Дорант огляделся и выбрал место, где будет убивать противника. Земля там — между отмосткой и клумбой — была покрыта короткой, видимо, скошеной, жёсткой травой. Сапоги скользить не будут. У него не было сомнений в исходе поединка: в Заморской Марке мало было мечников, способных с ним сравниться. То есть ровно два, и с обоими Дорант дружил. Вдруг на него набросились, схватили за шею и повисли. Дорант еле увернулся от влажного поцелуя и с трудом отлепил от себя Маисси. Только этого ему не хватало!

— Каваллиер Дорант! Вы не должны рисковать собой! Вы должны увезти меня отсюда!

О боги! За что?

— Вы самый благородный мужчина на свете! Вы должны меня понять! Я не могу здесь жить! Здесь все серые и старые! Даже кто молодые! А вы герой! Вы рыцарь! Как в романах! Вы должны увезти меня отсюда! Я достойна только вас!

О боги!!! У Доранта голова пошла кругом. Только этого не хватало для полного счастья.

Маисси снова прижалась к нему пышной упругой грудью и пыталась, вытянувшись и как бы не подпрыгивая, дотянуться до его рта губами:

— Мой рыцарь! Неужели эта гадкая альва красивее меня!

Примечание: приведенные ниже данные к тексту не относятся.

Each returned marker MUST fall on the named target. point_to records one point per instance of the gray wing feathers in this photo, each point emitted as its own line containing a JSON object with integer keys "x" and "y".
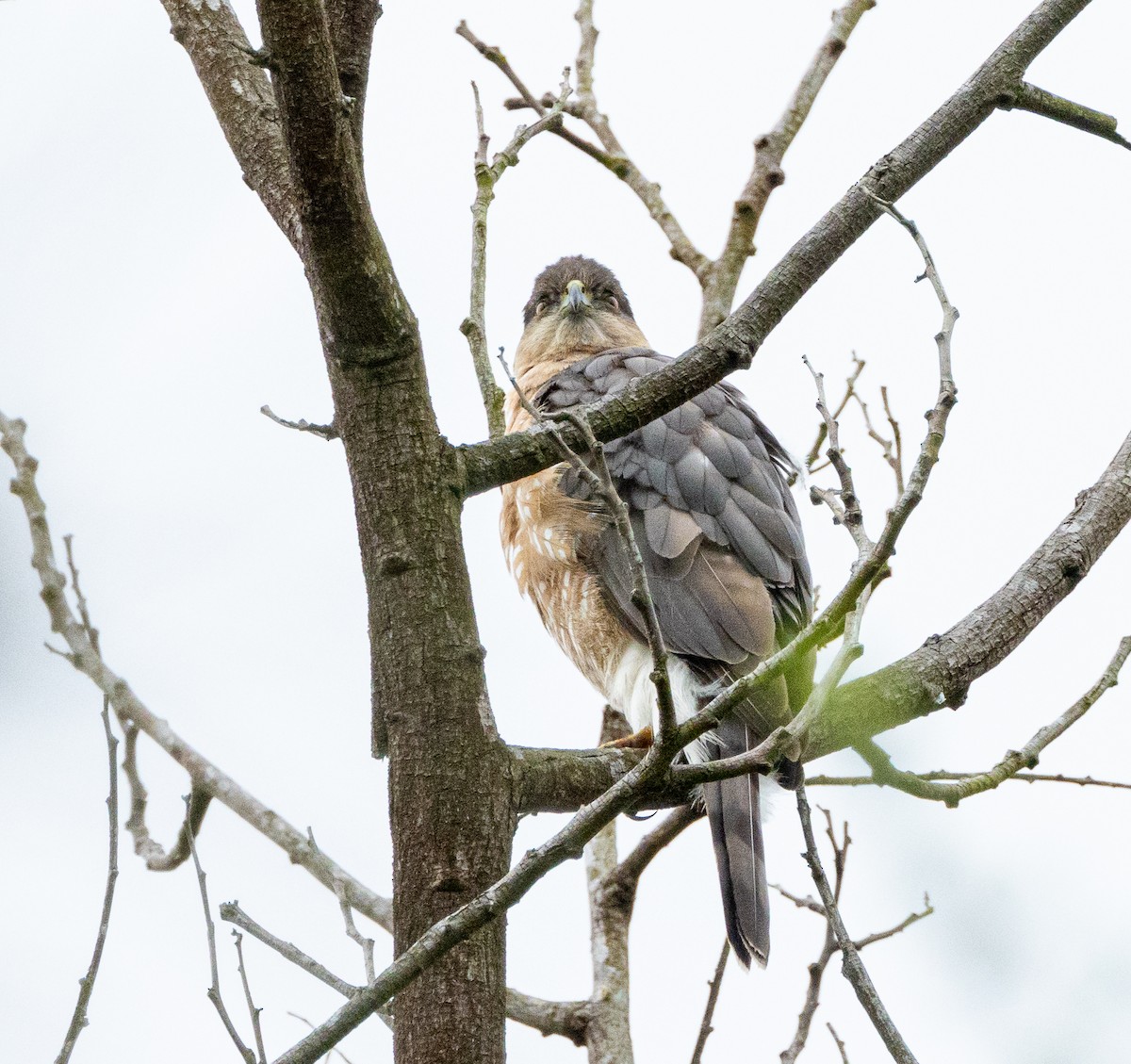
{"x": 723, "y": 550}
{"x": 707, "y": 474}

Руки на талию и аккуратно отодвинуть подальше.

— Маисси, вы безумно хороши и безумно привлекательны! Но я связан долгом и не могу вас компрометировать! Я старый воин, я служу и не свободен.

— Но Харран говорил, что вы не женаты!

— Маисси, милая, есть долг, который выше долга перед женой!

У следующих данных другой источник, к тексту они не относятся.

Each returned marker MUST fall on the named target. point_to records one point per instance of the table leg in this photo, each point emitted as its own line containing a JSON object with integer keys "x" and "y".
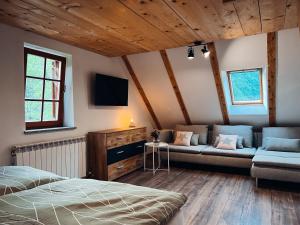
{"x": 168, "y": 159}
{"x": 144, "y": 157}
{"x": 153, "y": 160}
{"x": 158, "y": 153}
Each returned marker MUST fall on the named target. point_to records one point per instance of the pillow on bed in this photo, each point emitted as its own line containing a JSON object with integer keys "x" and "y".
{"x": 282, "y": 144}
{"x": 183, "y": 138}
{"x": 227, "y": 142}
{"x": 239, "y": 143}
{"x": 19, "y": 178}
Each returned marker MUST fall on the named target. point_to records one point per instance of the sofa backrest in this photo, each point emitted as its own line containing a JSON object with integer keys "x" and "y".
{"x": 242, "y": 130}
{"x": 280, "y": 132}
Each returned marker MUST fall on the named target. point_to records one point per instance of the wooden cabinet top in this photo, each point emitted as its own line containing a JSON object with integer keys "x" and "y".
{"x": 116, "y": 130}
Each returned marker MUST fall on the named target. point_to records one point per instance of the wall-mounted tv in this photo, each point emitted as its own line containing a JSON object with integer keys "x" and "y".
{"x": 110, "y": 91}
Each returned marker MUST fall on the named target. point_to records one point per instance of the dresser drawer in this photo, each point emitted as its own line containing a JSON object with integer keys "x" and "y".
{"x": 124, "y": 152}
{"x": 123, "y": 167}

Девушка осела в его руках и собралась плакать.

Дорант огляделся, пытаясь понять, мог ли кто-то видеть то, что случилось. Получалось, что едва ли не полгорода — если смотрели в окна бальной залы. Или никто, если не смотрели.

— Маисси, вы должны быть осторожнее! Не всякий поймет вас так, как я! Мужчины склонны пользоваться неопытностью девушек, а там и до беды недалеко! Умоляю вас, соберитесь! Никто не должен понять вас неправильно!

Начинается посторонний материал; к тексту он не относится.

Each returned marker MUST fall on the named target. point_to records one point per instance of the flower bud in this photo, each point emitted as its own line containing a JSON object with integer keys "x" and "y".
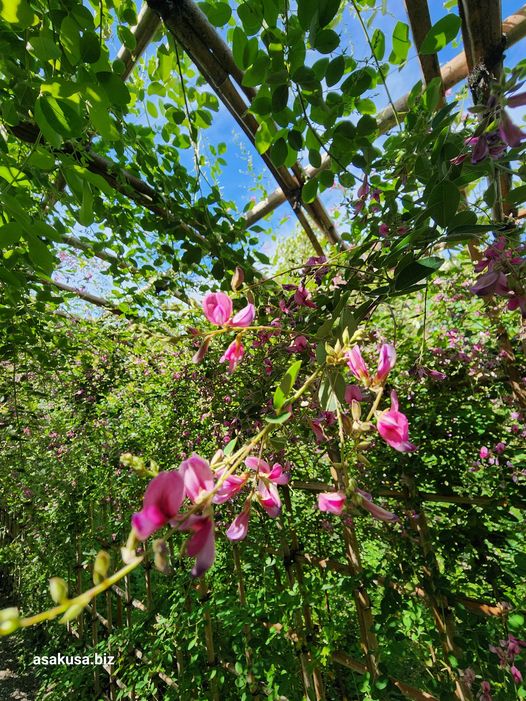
{"x": 75, "y": 610}
{"x": 203, "y": 350}
{"x": 237, "y": 278}
{"x": 160, "y": 550}
{"x": 101, "y": 567}
{"x": 217, "y": 457}
{"x": 58, "y": 590}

К чести Маисси, она была девушка гордая. Отстранилась, сглотнула слезы, утерлась вынутым откуда-то батистовым вышитым платочком. Подняла глаза с надеждой:

— Каваллиер, прошу вас как человека чести! Простите меня!

К ним из ворот уже приближались Харран, Мерей и армано. С ними были какой-то высокий и мрачный мужчина, весь в черном, и пара слуг с факелами. Позади рыхлой толпой втягивались во двор возбужденные гости.

Дорант громко (даже слишком громко) произнес:

— Дорогая Маисси, я понимаю ваше огорчение тем, что мы испортили ваш бал! Но это, увы, дело чести, и я не могу отказаться от поединка!

Маисси, к радости его, заметила посторонних и быстро сориентировалась, также говоря избыточно громко:

— О, каваллиер, простите мне, слабой девушке, слишком сильное выражение чувств! Я так ждала этого бала! А теперь… — и она, уже на законных основаниях, все-таки зарыдала.

Харран немедленно кинулся утешать.

Армано скривился и приготовился ждать. Мерей, с презрительной усмешкой, хотел было что-то сказать Харрану, но был остановлен секундантом — тот, надо полагать, помнил свои тренировки с молодым другом Доранта и не хотел, чтобы его приятеля убили. Самого Доранта он не принимал во внимание, считая обычным заезжим столичным хлыщом. По-видимому, он воспринимал рассказанные ему за столом у Ронде истории как байки.

Харран, наконец, заметил, что его ждут, и присоединился к компании. Пошла обычная рутина насчет примирения, согласия на условия поединка, измерения длины мечей и прочего. Мужчина в черном оказался местным лекарем, который тоже, как положено, принял некоторое участие в переговорах.